Pakistan Islamists warn Musharraf risking civil war
Reuters | Friday, 20 July 2007
Sitting cross-legged on a carpet in Karachi's largest Islamic school, cleric Mufti Muhammad Naeem voiced fears of civil war if President Pervez Musharraf escalates his fight against militancy in Pakistan's northwest.
"Musharraf has chosen a dangerous path," said Naeem, speaking as days of spiralling violence followed the July 10 commando assault to crush a Taliban-style movement at Islamabad's Lal Masjid, or Red Mosque.
The government said 102 people were killed in the siege and storming of the mosque complex - though many people suspect the casualty figures were far greater - intensifying Islamist anger with US ally Musharraf.
As of Thursday, close to 150 people, mostly soldiers and police, have been killed in suicide bombings and ambushes in the wake of the bloody assault in the capital.
"I think this situation could blow up in an all out civil war," said the cleric who heads the sprawling mosque-and-school complex of Jamia Banoria in Karachi's main industrial estate.
The enemy would be guerrillas and suicide bombers, drawn largely from the ethnic Pashtun belt, where support for the Taliban is rife and conservative religious attitudes and tribal loyalties run deep.
Most attacks this month have been in tribal areas of North West Frontier Province, but a suicide bomber killed 17 people in Islamabad on Tuesday night.
The Islamabad attack was the odd one out in that it targeted supporters of a judge whom Musharraf is trying to remove, but whatever the motive the sense of growing insecurity is palpable.
"Things are not going the way Musharraf had anticipated," Hafiz Hussain Ahmed, a member of parliament and a senior leader of a relatively moderate religious party Jamiat-e-Ulema-e-Islam, told Reuters.
"I will not be surprised if similar attacks follow in big cities like Karachi and Lahore."
Ideologically, even so-called "moderate" clerics agreed with the agenda of Lal Masjid's clerics, they just balked at the militant means of propagating Islam and the primacy of Islamic law, known as the sharia.
"We may disagree on the strategy and tactics but we cannot oppose their principled and ideological stand on the enforcement of sharia," Naeem said.
A moderate by the standards of his hardline peers among the Deobandi school of Islamic thought, Naeem believes people like him are losing influence, and more young Muslims from northwestern Pakistan will gravitate towards militancy.

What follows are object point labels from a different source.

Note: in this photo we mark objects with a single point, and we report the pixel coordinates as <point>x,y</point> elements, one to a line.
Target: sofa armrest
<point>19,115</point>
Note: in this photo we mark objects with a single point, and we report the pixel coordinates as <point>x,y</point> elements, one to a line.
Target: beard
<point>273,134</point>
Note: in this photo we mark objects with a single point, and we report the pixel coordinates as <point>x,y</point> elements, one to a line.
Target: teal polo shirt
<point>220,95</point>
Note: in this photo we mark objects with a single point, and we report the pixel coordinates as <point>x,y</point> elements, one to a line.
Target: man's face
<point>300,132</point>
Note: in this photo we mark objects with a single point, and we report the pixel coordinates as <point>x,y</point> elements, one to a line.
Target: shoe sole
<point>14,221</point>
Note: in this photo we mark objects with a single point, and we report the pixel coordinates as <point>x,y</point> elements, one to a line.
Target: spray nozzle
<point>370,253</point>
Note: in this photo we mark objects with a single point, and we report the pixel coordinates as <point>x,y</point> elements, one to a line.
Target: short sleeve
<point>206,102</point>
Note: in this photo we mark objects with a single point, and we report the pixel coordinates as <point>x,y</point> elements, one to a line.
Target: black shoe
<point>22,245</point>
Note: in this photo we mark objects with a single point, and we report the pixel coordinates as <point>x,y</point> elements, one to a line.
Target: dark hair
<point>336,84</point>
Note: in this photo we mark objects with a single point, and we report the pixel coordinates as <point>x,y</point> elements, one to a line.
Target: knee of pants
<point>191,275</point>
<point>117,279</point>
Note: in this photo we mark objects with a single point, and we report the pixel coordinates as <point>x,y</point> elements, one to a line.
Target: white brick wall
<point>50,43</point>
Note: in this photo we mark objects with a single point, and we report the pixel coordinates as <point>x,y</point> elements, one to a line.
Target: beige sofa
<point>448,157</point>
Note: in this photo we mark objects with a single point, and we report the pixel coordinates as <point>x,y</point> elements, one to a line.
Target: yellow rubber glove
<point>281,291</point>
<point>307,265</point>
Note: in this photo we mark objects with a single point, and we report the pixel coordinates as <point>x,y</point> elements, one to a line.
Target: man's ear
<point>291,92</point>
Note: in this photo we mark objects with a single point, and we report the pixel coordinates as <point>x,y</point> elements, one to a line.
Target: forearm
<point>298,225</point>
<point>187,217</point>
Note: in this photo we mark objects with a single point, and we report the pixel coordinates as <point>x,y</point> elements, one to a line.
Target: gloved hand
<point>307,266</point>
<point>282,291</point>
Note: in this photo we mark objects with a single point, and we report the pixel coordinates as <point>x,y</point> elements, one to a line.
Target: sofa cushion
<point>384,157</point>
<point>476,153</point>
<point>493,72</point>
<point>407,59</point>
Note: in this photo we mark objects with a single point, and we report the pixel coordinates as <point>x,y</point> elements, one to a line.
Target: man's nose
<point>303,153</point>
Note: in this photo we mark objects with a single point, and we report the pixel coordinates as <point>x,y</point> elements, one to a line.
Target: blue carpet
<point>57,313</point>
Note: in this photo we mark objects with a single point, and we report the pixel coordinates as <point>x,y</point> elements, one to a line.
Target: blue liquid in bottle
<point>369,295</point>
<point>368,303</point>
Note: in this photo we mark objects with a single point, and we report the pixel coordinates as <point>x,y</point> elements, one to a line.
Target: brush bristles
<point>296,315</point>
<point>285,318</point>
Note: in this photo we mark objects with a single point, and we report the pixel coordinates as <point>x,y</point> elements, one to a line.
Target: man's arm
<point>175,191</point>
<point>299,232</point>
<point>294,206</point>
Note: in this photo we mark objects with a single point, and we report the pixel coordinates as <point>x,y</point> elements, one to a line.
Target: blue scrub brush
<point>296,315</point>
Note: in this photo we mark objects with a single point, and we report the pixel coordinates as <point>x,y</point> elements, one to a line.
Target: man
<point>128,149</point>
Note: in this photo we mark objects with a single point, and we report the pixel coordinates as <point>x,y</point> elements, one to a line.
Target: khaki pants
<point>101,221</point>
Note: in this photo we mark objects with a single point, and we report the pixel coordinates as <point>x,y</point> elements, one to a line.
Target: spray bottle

"Why would my students listen to me if their families are being bombed in their homes," said Naeem, whose religious school or madrasa provides board and lodging for about 10,000 students, many of whom hail from tribes in the troubled northwest.
Pakistan hosts about 13,000 seminaries that run Islamic schools, providing board and lodging to more than a million students, mostly the children of poor families.
More than half of these schools are run by clerics who follow the Deobandi school of thought, and while most fulfil a social function some are regarded as little more than armed camps, recruiting students for jihadi causes.
If the operation against the Lal Masjid proves to be the opening shot in a protracted campaign against Islamist militants, clerics fear simmering impatience with the government will snap.
"There is a limit to everything. We will tolerate what the government is up to, but only to a certain extent," warned Qari Muhammad Iqbal, the main spokesman and in charge of Jamiat-ul-Uloom-il-Islamiyyah, a seminary led by hardline Deobandi clerics in Karachi.
The increasing hostility between Pakistan's military establishment and the Islamists is in sharp contrast to days of late military ruler General Mohammad Zia-ul-Haq in the 1980s.
Back then the madrasas run by hardliners were encouraged to provide fighters for the mujahideen, holy warriors, fighting the Soviet occupation of Afghanistan.
"Now the government expects us to use our influence against militancy," Ahmed said.